Entre los contrarios a lo que se han propuesto los macristas y, aunque sólo sea por resignación, los radicales y otros que conforman el oficialismo, están empresarios, que tienen buenos motivos para querer mantener cautivo el mercado nacional, sindicalistas cuyo propio destino personal depende de su combatividad, policías acusados de pactar con delincuentes, operadores políticos acostumbrados a aprovechar las penurias ajenas, subsidiados que dependen de “planes”, estatales, juristas, clérigos y otros, muchos otros. Por lo común, tales personas entienden que para prosperar, la Argentina necesitaría un sinnúmero de cambios profundos, pero temen encontrarse entre los perdedores en el caso de que el país finalmente lograra quitarse el chaleco de fuerza corporativista.
La ansiedad que tantos sienten puede entenderse; de “modernizarse” las estructuras nacionales, algunos que están conformes con su situación actual resultarían incapaces de adaptarse a las nuevas exigencias. A la larga, la mayoría se beneficiaría si la Argentina lograra metamorfosearse en el tigre latinoamericano previsto por Macri y sus adherentes más entusiastas, pero mientras tanto muchos se verían obligados a ajustarse personalmente, lo que no les sería del todo grato.
A
menos que la economía levante cabeza en los meses próximos, lo que, por
fortuna, parece factible, el proyecto macrista que ha merecido el aplauso de
Obama y otros que se ubican en el lado izquierdo del panorama ideológico de los
países desarrollados podría empantanarse. Si bien muchos juran querer que a
Macri le vaya bien, quienes hablan así ya están procurando debilitarlo,
tratándolo como un aficionado torpe que, por no haber aprendido el catecismo
peronista, todos los días comete errores imperdonables.

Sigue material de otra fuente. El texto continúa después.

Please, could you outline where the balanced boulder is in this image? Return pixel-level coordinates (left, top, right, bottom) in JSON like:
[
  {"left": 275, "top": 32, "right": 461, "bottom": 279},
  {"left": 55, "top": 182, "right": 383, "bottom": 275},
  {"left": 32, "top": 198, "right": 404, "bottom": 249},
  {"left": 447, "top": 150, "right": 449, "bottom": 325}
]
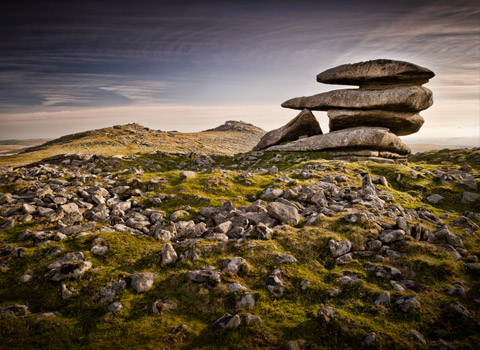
[
  {"left": 328, "top": 109, "right": 425, "bottom": 136},
  {"left": 253, "top": 109, "right": 322, "bottom": 151},
  {"left": 267, "top": 127, "right": 410, "bottom": 155},
  {"left": 282, "top": 86, "right": 433, "bottom": 112},
  {"left": 255, "top": 59, "right": 435, "bottom": 164},
  {"left": 317, "top": 59, "right": 435, "bottom": 87}
]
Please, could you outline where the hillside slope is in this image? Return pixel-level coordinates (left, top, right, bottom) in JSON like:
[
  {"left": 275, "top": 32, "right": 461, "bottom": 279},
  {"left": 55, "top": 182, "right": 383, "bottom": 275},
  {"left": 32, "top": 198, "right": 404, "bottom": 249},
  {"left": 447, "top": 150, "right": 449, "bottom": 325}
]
[
  {"left": 0, "top": 121, "right": 265, "bottom": 166},
  {"left": 0, "top": 149, "right": 480, "bottom": 350}
]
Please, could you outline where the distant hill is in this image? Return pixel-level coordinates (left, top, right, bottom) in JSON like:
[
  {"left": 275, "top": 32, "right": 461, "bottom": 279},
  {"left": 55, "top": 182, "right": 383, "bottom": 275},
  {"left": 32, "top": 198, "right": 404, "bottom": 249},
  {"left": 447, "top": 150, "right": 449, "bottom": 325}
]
[{"left": 0, "top": 121, "right": 265, "bottom": 165}]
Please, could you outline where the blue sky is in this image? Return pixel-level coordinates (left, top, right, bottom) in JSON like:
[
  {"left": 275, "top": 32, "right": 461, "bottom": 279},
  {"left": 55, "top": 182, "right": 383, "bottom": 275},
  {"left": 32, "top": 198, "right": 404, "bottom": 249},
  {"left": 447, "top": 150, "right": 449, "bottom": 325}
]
[{"left": 0, "top": 0, "right": 480, "bottom": 145}]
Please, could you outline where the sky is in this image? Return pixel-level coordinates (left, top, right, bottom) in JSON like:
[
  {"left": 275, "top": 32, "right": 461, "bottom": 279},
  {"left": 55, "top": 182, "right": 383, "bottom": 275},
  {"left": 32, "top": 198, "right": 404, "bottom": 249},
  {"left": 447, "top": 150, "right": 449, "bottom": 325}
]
[{"left": 0, "top": 0, "right": 480, "bottom": 146}]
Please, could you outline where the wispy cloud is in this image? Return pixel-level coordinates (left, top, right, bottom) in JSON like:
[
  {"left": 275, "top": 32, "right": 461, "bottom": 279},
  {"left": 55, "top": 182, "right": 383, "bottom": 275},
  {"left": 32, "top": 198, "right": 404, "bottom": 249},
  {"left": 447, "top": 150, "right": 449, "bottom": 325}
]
[{"left": 0, "top": 0, "right": 480, "bottom": 139}]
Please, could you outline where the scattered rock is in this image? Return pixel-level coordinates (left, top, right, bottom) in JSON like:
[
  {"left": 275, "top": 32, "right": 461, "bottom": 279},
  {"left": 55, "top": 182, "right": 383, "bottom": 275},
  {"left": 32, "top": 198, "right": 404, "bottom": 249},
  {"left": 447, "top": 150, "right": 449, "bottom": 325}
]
[
  {"left": 408, "top": 329, "right": 427, "bottom": 345},
  {"left": 360, "top": 332, "right": 377, "bottom": 348},
  {"left": 375, "top": 291, "right": 390, "bottom": 306},
  {"left": 129, "top": 272, "right": 158, "bottom": 293},
  {"left": 107, "top": 301, "right": 123, "bottom": 313},
  {"left": 179, "top": 170, "right": 197, "bottom": 180},
  {"left": 265, "top": 269, "right": 287, "bottom": 298},
  {"left": 395, "top": 295, "right": 421, "bottom": 312},
  {"left": 160, "top": 243, "right": 178, "bottom": 267},
  {"left": 317, "top": 306, "right": 338, "bottom": 325},
  {"left": 152, "top": 299, "right": 175, "bottom": 314},
  {"left": 267, "top": 202, "right": 300, "bottom": 225},
  {"left": 187, "top": 270, "right": 222, "bottom": 287},
  {"left": 0, "top": 305, "right": 30, "bottom": 319}
]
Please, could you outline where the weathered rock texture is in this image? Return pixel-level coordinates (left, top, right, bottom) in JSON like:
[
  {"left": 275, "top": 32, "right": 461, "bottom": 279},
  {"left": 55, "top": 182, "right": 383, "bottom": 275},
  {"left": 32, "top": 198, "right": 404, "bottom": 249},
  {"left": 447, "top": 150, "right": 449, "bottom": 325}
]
[
  {"left": 254, "top": 59, "right": 435, "bottom": 163},
  {"left": 267, "top": 127, "right": 410, "bottom": 155},
  {"left": 282, "top": 86, "right": 433, "bottom": 112},
  {"left": 253, "top": 109, "right": 322, "bottom": 151},
  {"left": 317, "top": 59, "right": 435, "bottom": 87},
  {"left": 328, "top": 109, "right": 424, "bottom": 136}
]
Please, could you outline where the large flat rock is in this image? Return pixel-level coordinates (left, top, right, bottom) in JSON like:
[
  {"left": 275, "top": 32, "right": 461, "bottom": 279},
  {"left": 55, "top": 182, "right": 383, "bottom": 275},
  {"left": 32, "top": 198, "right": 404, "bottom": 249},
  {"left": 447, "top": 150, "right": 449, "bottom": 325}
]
[
  {"left": 282, "top": 86, "right": 433, "bottom": 112},
  {"left": 328, "top": 109, "right": 425, "bottom": 135},
  {"left": 267, "top": 127, "right": 411, "bottom": 155},
  {"left": 317, "top": 59, "right": 435, "bottom": 86},
  {"left": 253, "top": 109, "right": 322, "bottom": 151}
]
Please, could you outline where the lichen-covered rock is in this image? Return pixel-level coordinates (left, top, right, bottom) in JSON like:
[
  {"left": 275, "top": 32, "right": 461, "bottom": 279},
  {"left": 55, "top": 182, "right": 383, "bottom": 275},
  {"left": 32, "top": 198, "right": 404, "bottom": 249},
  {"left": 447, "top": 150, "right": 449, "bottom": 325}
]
[
  {"left": 160, "top": 243, "right": 178, "bottom": 267},
  {"left": 267, "top": 202, "right": 300, "bottom": 225},
  {"left": 0, "top": 305, "right": 30, "bottom": 319},
  {"left": 265, "top": 269, "right": 287, "bottom": 298},
  {"left": 187, "top": 270, "right": 222, "bottom": 287},
  {"left": 130, "top": 272, "right": 158, "bottom": 293}
]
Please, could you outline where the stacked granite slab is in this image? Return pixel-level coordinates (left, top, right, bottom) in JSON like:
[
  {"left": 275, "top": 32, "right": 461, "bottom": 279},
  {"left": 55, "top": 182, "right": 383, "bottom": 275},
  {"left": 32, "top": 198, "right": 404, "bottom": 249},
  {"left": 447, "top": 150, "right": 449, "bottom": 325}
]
[{"left": 255, "top": 59, "right": 435, "bottom": 163}]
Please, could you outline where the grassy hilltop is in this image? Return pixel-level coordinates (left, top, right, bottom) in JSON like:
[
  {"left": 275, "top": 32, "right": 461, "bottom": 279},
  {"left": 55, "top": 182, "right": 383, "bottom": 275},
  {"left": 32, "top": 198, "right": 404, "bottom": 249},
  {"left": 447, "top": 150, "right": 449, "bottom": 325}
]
[{"left": 0, "top": 126, "right": 480, "bottom": 349}]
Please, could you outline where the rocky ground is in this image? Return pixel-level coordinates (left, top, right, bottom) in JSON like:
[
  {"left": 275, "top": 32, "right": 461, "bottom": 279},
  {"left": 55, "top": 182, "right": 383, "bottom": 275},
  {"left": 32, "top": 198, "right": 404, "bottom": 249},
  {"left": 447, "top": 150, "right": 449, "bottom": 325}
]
[{"left": 0, "top": 149, "right": 480, "bottom": 349}]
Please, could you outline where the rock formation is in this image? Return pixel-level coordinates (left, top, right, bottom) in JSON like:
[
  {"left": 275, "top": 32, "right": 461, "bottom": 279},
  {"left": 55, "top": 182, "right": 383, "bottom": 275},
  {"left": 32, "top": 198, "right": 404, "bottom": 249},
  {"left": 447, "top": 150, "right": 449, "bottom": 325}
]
[
  {"left": 253, "top": 109, "right": 322, "bottom": 151},
  {"left": 254, "top": 59, "right": 435, "bottom": 163}
]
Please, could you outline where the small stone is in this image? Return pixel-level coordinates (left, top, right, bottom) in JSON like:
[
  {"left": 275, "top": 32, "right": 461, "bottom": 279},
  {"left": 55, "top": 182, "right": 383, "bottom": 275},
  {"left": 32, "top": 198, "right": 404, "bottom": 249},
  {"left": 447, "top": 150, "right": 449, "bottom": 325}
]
[
  {"left": 380, "top": 230, "right": 405, "bottom": 243},
  {"left": 360, "top": 332, "right": 377, "bottom": 348},
  {"left": 227, "top": 282, "right": 247, "bottom": 293},
  {"left": 375, "top": 291, "right": 390, "bottom": 306},
  {"left": 395, "top": 295, "right": 421, "bottom": 312},
  {"left": 265, "top": 269, "right": 287, "bottom": 298},
  {"left": 327, "top": 287, "right": 342, "bottom": 298},
  {"left": 107, "top": 301, "right": 123, "bottom": 312},
  {"left": 130, "top": 272, "right": 158, "bottom": 293},
  {"left": 179, "top": 170, "right": 197, "bottom": 180},
  {"left": 442, "top": 301, "right": 470, "bottom": 321},
  {"left": 300, "top": 280, "right": 312, "bottom": 291},
  {"left": 18, "top": 274, "right": 33, "bottom": 283},
  {"left": 152, "top": 299, "right": 175, "bottom": 314},
  {"left": 35, "top": 311, "right": 62, "bottom": 322},
  {"left": 427, "top": 194, "right": 444, "bottom": 204},
  {"left": 223, "top": 256, "right": 247, "bottom": 273},
  {"left": 328, "top": 239, "right": 352, "bottom": 258},
  {"left": 267, "top": 202, "right": 300, "bottom": 225},
  {"left": 236, "top": 293, "right": 255, "bottom": 309},
  {"left": 283, "top": 339, "right": 307, "bottom": 350},
  {"left": 272, "top": 254, "right": 297, "bottom": 264},
  {"left": 61, "top": 283, "right": 75, "bottom": 300},
  {"left": 187, "top": 270, "right": 222, "bottom": 287},
  {"left": 317, "top": 306, "right": 338, "bottom": 325},
  {"left": 90, "top": 245, "right": 108, "bottom": 256},
  {"left": 0, "top": 304, "right": 30, "bottom": 319},
  {"left": 160, "top": 243, "right": 178, "bottom": 267},
  {"left": 461, "top": 192, "right": 480, "bottom": 203},
  {"left": 408, "top": 329, "right": 427, "bottom": 345}
]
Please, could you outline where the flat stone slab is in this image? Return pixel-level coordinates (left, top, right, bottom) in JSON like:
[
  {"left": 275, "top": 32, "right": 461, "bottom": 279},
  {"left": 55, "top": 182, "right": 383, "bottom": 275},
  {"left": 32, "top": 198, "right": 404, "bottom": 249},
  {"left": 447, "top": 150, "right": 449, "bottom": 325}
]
[
  {"left": 328, "top": 109, "right": 425, "bottom": 136},
  {"left": 266, "top": 127, "right": 411, "bottom": 155},
  {"left": 253, "top": 109, "right": 322, "bottom": 151},
  {"left": 317, "top": 59, "right": 435, "bottom": 86},
  {"left": 282, "top": 86, "right": 433, "bottom": 112}
]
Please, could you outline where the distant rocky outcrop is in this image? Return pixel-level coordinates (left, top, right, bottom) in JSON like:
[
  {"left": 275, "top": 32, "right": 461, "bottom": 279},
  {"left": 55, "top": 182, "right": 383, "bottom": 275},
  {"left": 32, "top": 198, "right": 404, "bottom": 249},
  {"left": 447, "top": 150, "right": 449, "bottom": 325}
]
[
  {"left": 205, "top": 120, "right": 265, "bottom": 134},
  {"left": 254, "top": 59, "right": 435, "bottom": 163}
]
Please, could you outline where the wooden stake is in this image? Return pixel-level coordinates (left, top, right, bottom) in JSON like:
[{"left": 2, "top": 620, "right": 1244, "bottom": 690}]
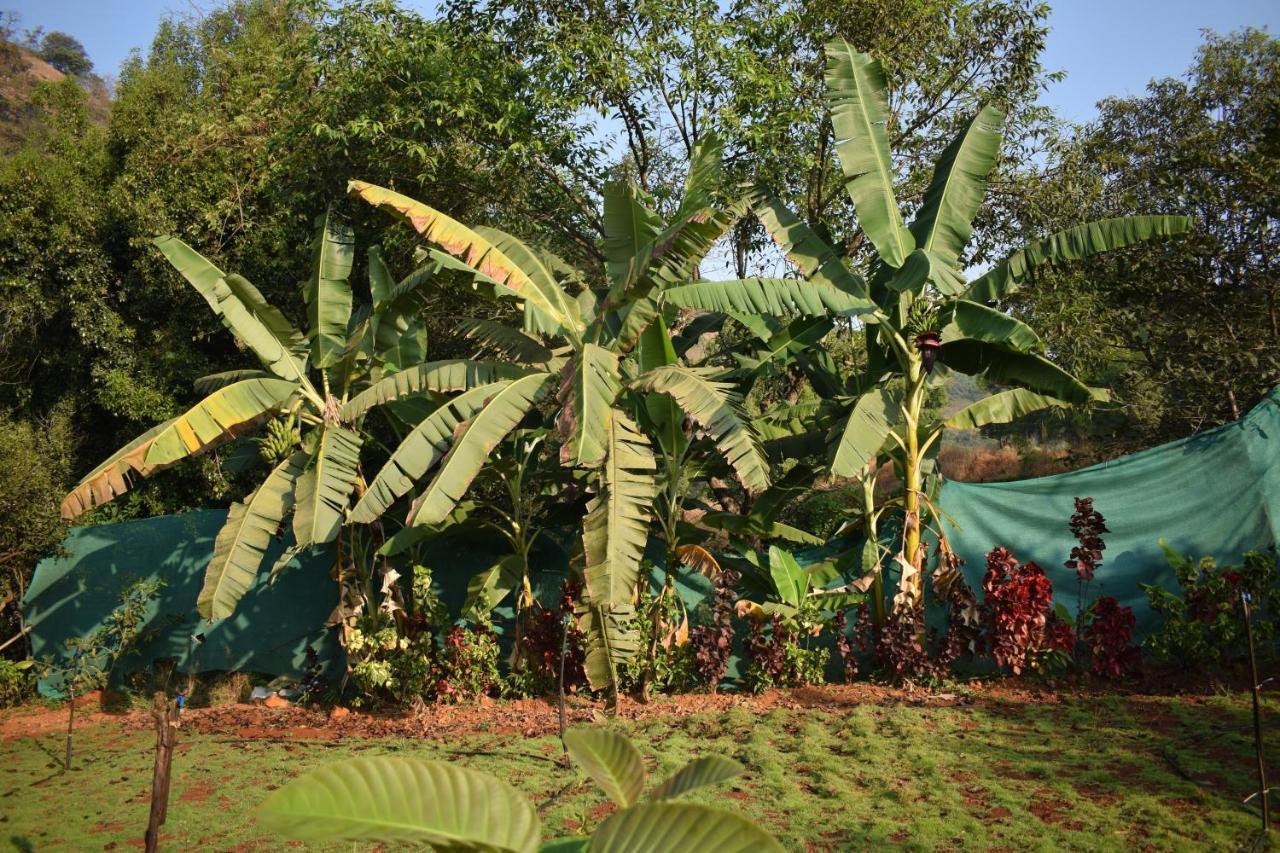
[
  {"left": 146, "top": 690, "right": 178, "bottom": 853},
  {"left": 1240, "top": 592, "right": 1271, "bottom": 834}
]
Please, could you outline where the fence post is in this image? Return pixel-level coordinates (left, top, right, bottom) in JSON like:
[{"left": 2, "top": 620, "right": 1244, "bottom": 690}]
[
  {"left": 146, "top": 690, "right": 178, "bottom": 853},
  {"left": 1240, "top": 590, "right": 1271, "bottom": 834}
]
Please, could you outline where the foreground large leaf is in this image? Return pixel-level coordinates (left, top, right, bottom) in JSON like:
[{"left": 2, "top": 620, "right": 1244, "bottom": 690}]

Los gobiernos que han querido pilotear la Argentina para que por fin saliera del mar de los Sargazos en que está moviéndose en círculos desde la primera mitad del siglo pasado siempre han sido propensos a privilegiar la macroeconomía, pero los problemas más urticantes suelen ser los microeconómicos, sociales y culturales. En algunos países como China y el Japón, los decididos a impulsar el crecimiento son detallistas; entienden que el progreso es la consecuencia acumulativa de una serie de mejoras a primera vista menores y, felizmente para ellos, cuentan con la ayuda de la mayoría.
¿Tendrá la misma suerte el gobierno macrista? Es de temer que no. Para los veteranos de mil batallas sindicales o políticas, y para muchos jóvenes contestatarios, luchar contra el cambio propuesto por el gobierno es más glamoroso y emocionante de lo que sería tratar de impulsarlo. El centrismo pragmático les parece aburrido. Aunque en todas partes las recetas izquierdistas reivindicadas por los progresistas, sobre todo las supuestamente “revolucionarias”, han resultado ser contraproducentes, en muchas partes de América latina el relato que sirve para justificarlas ha conservado todo su atractivo. Para quienes son expertos consumados en el arte de fingir hablar en nombre de los que según ellos no tienen voz, la lucha contra los avatares sucesivos de lo que hoy en día llaman el “neoliberalismo” ha resultado ser una fuente casi inagotable de dinero y prestigio; así las cosas, el que al grueso de sus compatriotas las protestas multitudinarias que saben organizar hayan traído más miseria que justicia social no les preocupa en absoluto.